O senador Flávio Bolsonaro, do PL, elevou o tom contra o Supremo Tribunal Federal e acusou a Corte de preparar uma interferência nas eleições de outubro em favor do presidente Lula. A declaração foi feita após decisão do ministro Alexandre de Moraes que proibiu Flávio de visitar o pai, Jair Bolsonaro, medida classificada por ele como “política”, “arbitrária”, “ilegal” e “inconstitucional”. Assista:
Na fala, Flávio afirmou que Moraes estaria tentando criar uma narrativa para responsabilizá-lo por eventuais punições impostas ao ex-presidente. Segundo o senador, a decisão teria como objetivo provocar desgaste familiar e político, fazendo parecer que “os filhos só atrapalham” Bolsonaro. Ele também acusou o ministro de agir com crueldade e de não respeitar os vínculos familiares.
O parlamentar criticou ainda decisões monocráticas do STF e disse que Moraes estaria atropelando o Congresso Nacional ao suspender efeitos de leis sem deliberação colegiada. Flávio cobrou reação do Senado e afirmou que os pedidos de impeachment contra ministros do Supremo seguem engavetados, apesar do que ele considera sucessivos crimes de responsabilidade.
Para o senador, a insatisfação com o Supremo deve se refletir diretamente nas urnas. Ele afirmou que grande parte dos eleitores da direita só votará em candidatos ao Senado comprometidos com o impeachment de Alexandre de Moraes. Na avaliação de Flávio, esse movimento não seria antidemocrático, mas consequência das próprias decisões do ministro.
O ponto mais grave da fala foi a acusação de que a Primeira Turma do STF estaria criando precedentes para atuar como uma espécie de “bypass” do Tribunal Superior Eleitoral.
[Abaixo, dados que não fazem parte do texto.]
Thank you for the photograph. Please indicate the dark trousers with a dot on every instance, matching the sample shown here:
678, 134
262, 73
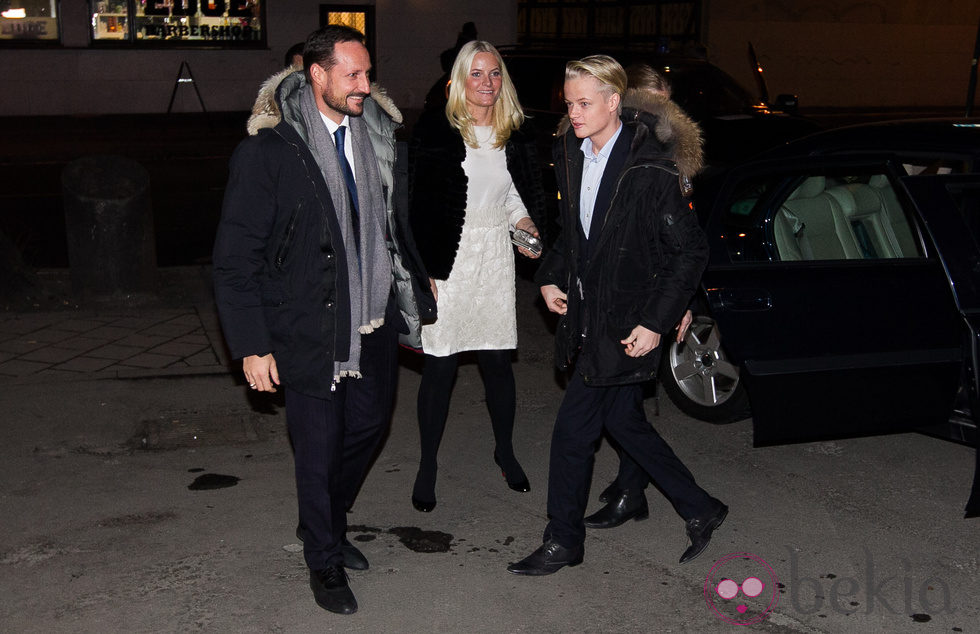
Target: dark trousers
334, 441
583, 414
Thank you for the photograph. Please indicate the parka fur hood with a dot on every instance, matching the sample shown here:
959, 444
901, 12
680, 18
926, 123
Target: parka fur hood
676, 131
266, 114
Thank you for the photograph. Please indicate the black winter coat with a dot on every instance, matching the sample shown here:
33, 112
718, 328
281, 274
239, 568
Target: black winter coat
277, 281
643, 268
437, 187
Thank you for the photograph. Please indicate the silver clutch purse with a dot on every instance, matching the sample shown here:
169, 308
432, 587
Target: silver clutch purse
524, 239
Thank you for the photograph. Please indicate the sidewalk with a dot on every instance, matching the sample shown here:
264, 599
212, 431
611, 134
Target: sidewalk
176, 334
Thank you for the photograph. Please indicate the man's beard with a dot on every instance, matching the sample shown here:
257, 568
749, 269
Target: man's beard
341, 105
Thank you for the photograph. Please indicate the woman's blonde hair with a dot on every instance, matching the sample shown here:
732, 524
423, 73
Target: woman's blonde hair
607, 71
507, 112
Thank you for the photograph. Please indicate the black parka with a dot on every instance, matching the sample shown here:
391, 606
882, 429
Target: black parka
645, 265
280, 272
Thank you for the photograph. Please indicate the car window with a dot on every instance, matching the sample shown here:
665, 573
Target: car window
827, 216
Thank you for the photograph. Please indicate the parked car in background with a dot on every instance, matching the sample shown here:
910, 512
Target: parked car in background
842, 295
736, 124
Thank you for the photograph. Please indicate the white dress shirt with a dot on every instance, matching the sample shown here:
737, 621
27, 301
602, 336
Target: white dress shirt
592, 170
348, 142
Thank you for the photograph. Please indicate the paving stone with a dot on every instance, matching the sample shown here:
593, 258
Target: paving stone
172, 329
20, 346
111, 333
114, 351
201, 359
197, 338
19, 367
140, 340
85, 364
148, 360
50, 354
176, 349
186, 319
81, 343
81, 325
52, 335
27, 323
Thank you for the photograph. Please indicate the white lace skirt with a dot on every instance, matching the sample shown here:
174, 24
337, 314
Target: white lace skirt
477, 304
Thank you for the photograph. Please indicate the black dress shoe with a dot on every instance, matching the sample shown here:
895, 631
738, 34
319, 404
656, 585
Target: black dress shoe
520, 484
353, 558
611, 492
629, 505
549, 558
423, 506
331, 590
699, 530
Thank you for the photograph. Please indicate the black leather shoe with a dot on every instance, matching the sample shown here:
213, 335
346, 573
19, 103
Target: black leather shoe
331, 590
629, 505
699, 530
353, 557
610, 493
423, 506
520, 484
549, 558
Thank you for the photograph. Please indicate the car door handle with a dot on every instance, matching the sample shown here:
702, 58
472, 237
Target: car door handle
740, 298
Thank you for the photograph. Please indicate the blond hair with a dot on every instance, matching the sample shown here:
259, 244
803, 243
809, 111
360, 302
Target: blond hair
644, 77
507, 112
607, 71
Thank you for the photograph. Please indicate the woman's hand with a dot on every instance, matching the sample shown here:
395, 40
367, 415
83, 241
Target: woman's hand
526, 224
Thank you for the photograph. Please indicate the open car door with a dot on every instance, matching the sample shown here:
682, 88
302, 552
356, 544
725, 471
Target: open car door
951, 210
832, 296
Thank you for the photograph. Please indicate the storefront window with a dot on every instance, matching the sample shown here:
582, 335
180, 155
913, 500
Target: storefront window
190, 22
29, 20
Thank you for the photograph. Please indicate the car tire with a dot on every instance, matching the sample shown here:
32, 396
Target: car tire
699, 379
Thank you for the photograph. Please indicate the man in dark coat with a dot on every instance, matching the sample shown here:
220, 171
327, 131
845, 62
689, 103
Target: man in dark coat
621, 274
309, 279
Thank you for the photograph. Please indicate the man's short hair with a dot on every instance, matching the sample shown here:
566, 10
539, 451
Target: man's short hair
294, 50
319, 47
608, 72
644, 77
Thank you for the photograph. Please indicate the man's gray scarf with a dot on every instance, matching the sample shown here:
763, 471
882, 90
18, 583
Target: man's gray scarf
370, 282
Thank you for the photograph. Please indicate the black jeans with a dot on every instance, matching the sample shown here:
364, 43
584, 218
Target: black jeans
334, 442
583, 414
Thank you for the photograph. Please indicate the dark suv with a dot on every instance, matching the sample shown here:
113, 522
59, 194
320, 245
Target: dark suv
736, 125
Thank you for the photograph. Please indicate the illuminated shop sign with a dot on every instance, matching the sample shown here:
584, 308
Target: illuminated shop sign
28, 20
179, 21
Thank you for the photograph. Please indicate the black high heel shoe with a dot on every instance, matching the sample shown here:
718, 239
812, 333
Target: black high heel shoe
521, 486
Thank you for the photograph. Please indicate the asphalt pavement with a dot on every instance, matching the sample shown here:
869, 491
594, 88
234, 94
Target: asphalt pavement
113, 412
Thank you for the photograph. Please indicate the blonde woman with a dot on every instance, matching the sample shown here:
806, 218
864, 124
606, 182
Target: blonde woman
474, 178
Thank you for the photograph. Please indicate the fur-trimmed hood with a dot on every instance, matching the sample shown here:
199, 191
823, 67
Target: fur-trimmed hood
266, 114
678, 133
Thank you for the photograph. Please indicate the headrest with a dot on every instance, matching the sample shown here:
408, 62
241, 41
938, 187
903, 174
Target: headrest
856, 200
809, 188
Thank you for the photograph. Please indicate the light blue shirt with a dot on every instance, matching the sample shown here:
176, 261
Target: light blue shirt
592, 169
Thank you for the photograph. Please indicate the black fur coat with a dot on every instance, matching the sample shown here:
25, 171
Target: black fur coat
437, 187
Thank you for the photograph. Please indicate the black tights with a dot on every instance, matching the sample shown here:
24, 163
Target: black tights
438, 377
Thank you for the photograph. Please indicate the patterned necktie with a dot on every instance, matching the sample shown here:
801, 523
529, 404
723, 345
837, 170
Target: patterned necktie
338, 137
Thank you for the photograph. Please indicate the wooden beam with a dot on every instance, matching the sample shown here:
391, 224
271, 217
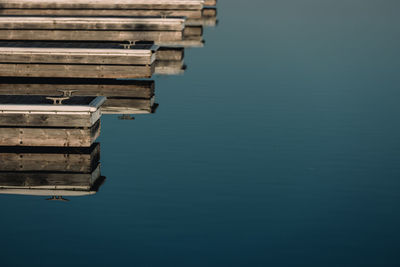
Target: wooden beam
85, 35
189, 14
82, 87
104, 4
77, 56
60, 137
92, 23
77, 71
45, 159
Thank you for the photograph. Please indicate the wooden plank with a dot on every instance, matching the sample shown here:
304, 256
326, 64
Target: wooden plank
190, 41
103, 4
210, 2
84, 35
189, 14
209, 12
170, 53
193, 31
21, 159
43, 105
76, 71
170, 67
128, 106
49, 180
71, 137
48, 120
76, 56
82, 87
92, 23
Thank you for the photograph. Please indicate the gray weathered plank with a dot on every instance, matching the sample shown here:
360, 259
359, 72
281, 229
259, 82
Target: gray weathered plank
76, 71
170, 67
45, 159
85, 35
82, 87
103, 4
189, 14
92, 23
71, 137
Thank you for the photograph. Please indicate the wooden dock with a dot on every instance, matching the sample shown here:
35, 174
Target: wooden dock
208, 18
49, 121
91, 29
50, 171
71, 61
123, 96
181, 8
80, 87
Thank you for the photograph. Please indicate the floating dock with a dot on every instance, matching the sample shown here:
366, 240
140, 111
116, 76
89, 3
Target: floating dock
76, 61
48, 171
91, 29
123, 96
182, 8
59, 121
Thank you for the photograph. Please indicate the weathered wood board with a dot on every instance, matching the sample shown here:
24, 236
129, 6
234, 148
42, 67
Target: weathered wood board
51, 183
170, 67
103, 4
91, 29
35, 55
210, 2
92, 23
170, 54
72, 61
70, 137
189, 14
81, 87
77, 71
49, 159
128, 106
193, 31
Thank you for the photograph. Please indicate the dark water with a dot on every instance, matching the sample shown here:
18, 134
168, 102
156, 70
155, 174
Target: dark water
278, 147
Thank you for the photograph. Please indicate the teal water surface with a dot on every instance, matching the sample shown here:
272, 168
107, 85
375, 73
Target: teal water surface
279, 146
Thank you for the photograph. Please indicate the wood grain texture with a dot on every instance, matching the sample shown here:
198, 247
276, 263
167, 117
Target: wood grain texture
45, 159
170, 67
84, 35
76, 56
103, 4
189, 14
49, 180
83, 87
71, 137
92, 23
76, 71
128, 106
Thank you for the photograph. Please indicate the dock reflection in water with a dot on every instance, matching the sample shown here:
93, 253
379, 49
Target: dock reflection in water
54, 65
50, 171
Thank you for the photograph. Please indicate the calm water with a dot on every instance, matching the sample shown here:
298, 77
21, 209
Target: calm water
278, 147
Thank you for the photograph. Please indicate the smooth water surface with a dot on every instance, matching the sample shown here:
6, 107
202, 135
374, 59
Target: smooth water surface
278, 147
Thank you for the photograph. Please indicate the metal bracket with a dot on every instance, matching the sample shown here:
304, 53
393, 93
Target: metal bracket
58, 100
126, 117
129, 45
164, 14
67, 92
57, 198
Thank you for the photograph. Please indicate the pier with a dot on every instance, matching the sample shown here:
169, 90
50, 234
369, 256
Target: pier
70, 61
49, 121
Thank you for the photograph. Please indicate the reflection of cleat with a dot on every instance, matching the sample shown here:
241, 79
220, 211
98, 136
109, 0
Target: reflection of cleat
57, 198
67, 92
58, 100
126, 117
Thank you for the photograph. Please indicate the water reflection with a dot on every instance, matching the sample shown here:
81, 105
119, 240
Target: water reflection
50, 171
64, 66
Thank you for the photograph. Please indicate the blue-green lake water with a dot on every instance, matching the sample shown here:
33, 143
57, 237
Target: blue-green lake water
279, 146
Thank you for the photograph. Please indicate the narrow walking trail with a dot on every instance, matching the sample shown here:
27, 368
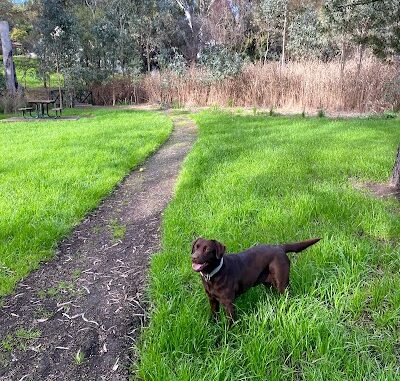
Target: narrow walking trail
78, 315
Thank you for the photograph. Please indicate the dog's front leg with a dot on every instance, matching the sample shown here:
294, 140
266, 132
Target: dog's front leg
214, 304
230, 311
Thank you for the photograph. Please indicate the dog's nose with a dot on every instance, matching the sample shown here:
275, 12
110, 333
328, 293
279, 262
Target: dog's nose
195, 256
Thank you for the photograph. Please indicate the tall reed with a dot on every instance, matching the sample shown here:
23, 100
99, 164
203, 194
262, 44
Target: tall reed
296, 85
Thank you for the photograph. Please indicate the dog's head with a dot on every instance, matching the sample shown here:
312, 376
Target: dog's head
206, 254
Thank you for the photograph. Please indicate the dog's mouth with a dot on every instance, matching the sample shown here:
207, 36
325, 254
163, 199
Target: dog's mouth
199, 266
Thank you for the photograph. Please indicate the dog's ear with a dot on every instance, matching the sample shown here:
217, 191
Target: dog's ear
194, 243
219, 249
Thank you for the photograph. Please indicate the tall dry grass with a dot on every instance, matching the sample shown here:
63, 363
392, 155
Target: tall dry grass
296, 86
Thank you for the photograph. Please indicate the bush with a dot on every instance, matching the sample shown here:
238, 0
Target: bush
221, 62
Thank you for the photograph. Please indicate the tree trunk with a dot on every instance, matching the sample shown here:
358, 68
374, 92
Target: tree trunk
59, 81
148, 56
343, 59
283, 58
360, 57
395, 179
266, 49
10, 75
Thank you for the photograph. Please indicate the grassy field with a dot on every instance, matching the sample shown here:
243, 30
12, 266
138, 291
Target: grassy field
262, 179
52, 173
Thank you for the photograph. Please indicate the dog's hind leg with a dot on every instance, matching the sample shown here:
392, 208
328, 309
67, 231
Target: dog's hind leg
279, 274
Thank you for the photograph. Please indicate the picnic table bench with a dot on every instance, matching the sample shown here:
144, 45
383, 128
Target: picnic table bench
42, 106
25, 109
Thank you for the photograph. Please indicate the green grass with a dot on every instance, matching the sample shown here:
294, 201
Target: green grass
53, 172
277, 179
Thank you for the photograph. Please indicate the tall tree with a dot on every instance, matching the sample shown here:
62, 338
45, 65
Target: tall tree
10, 74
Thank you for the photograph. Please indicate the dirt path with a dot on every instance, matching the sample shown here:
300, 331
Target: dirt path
76, 317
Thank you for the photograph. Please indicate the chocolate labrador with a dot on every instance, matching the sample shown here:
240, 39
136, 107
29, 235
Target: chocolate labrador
226, 277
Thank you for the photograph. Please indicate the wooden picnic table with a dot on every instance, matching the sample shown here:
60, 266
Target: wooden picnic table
42, 106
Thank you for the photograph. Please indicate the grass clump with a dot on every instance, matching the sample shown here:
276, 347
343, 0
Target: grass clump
250, 180
54, 172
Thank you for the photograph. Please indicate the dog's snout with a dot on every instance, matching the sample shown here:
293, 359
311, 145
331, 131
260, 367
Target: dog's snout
195, 255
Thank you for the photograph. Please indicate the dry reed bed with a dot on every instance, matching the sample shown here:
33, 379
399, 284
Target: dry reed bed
302, 85
296, 86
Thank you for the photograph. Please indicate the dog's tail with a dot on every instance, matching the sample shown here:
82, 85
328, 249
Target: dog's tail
299, 246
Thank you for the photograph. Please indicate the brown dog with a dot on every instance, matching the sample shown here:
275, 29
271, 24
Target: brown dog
226, 277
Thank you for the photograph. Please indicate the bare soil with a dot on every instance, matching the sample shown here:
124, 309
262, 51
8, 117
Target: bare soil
378, 190
78, 316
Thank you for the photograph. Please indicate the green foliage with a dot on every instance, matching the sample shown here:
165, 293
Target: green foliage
221, 62
55, 172
250, 180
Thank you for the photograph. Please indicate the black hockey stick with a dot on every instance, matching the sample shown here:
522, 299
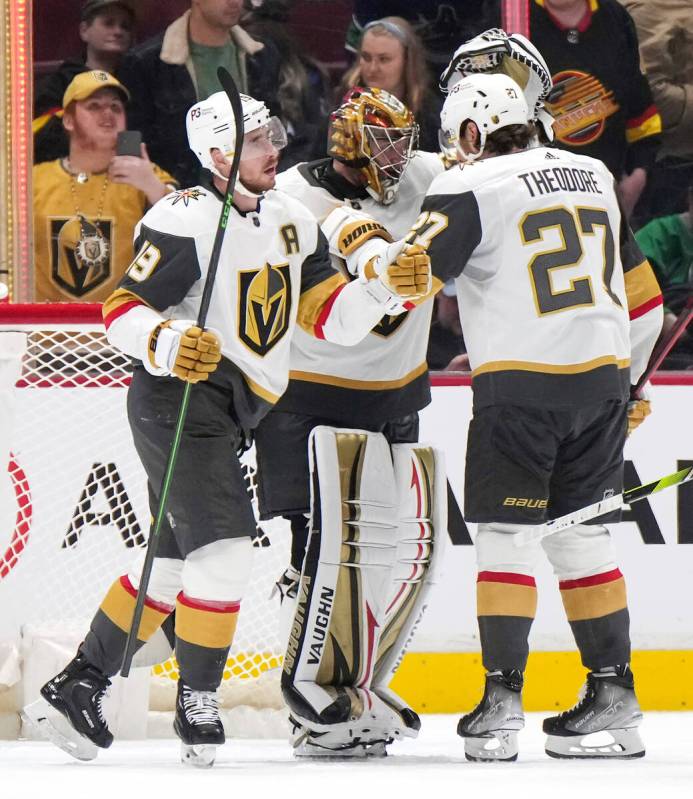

Segundo Flávio, casos envolvendo supostos crimes contra a honra durante a campanha, como calúnia, injúria e difamação, poderiam ser levados diretamente ao Supremo, o que abriria espaço para interferência judicial no processo eleitoral.
Flávio também fez um apelo ao presidente do STF, ministro Edson Fachin, pedindo que ele restabeleça a ordem na Corte. O senador criticou o chamado inquérito das fake news, que classificou como “inquérito do fim do mundo”, e afirmou que a insegurança jurídica gerada por decisões imprevisíveis afasta investimentos e prejudica o desenvolvimento do Brasil.
Ao final, Flávio sustentou que “os com caneta não podem decidir no lugar dos com voto” e acusou integrantes do Supremo de atuarem para manter o país na direção política atual. A fala reforça a estratégia da oposição de transformar a decisão contra ele em uma bandeira eleitoral, associando críticas ao STF, defesa de Bolsonaro, impeachment de ministros e denúncia de suposta interferência em favor de Lula.